It’s not clear if foreign nationals involved in the Marawi siege have fled the Philippines or are in hiding. This month Philippine forces captured Indonesian Mohamadin Ilham Syaputra, one of the last holdouts in Marawi, who has reportedly admitted a role in the 2016 bombing in Jakarta that killed eight people. Islamic State claimed responsibility for that attack.



Philippine marines stand at attention during their send-off ceremony ending their combat duty against pro-Islamic State militant groups in Marawi City, October 21, 2017. Photo: Reuters/Romeo Ranoco

In October 2016, IPAC released a study entitled “Pro-ISIS Groups in Mindanao and their links to Indonesia and Malaysia,” which warned of an impending attack in the island.

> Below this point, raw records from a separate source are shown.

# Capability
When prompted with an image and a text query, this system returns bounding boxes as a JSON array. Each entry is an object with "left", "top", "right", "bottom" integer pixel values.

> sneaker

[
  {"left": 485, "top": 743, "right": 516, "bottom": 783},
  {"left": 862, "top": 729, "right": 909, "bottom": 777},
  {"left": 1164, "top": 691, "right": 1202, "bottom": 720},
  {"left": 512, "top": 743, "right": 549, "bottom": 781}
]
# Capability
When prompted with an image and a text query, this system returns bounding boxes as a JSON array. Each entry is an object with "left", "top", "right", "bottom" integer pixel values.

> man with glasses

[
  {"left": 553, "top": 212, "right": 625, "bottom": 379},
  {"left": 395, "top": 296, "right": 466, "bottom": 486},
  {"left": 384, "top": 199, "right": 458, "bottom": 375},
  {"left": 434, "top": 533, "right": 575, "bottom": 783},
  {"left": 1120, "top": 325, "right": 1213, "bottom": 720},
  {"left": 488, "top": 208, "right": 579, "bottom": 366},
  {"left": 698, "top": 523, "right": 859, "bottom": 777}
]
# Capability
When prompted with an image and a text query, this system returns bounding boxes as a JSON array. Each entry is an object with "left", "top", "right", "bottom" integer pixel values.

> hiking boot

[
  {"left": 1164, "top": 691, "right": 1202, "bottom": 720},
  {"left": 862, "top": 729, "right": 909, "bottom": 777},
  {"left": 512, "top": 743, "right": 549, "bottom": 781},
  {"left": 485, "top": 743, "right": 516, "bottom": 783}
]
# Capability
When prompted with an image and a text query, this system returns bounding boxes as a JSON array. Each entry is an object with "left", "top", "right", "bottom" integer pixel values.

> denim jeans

Support for Islamic State ideology “has facilitated cooperation across clan and ethnic lines, widened the extremist recruitment pool to include computer-savvy university students and new international communication and possibly funding channels,” the report said. “It means that more deadly violence in the Philippines involving alliances of pro-ISIS groups is a matter of when, not if.”

The study mentioned the slain Hapilon and Omar Maute – personalities who eventually figured prominently in the Marawi siege that erupted seven months after IPAC released its research. Philippine intelligence has since come under fire for not foreseeing and preventing Marawi’s occupation and subsequent destruction. Officials have said they will need at least US$1 billion for reconstruction and rehabilitation.

On October 4, Omar Maute’s Indonesian wife, Minhati Midrais, alias Baby, was arrested in Iligan City. Police claimed to have found bomb-making materials in her rented house. They say they have investigated her cell phone to ferret out militant connections and forestall future Islamic State inspired attacks.

New attacks, security analysts warn, could come from so-called “lone wolf” Muslim militants inspired by Islamic State propaganda, as has happened in several Western countries. Security officials say they are now carefully guarding Duterte’s hometown of Davao City, where a September 2016 bomb claimed by pro-Islamic State militants killed 15 and injured 70.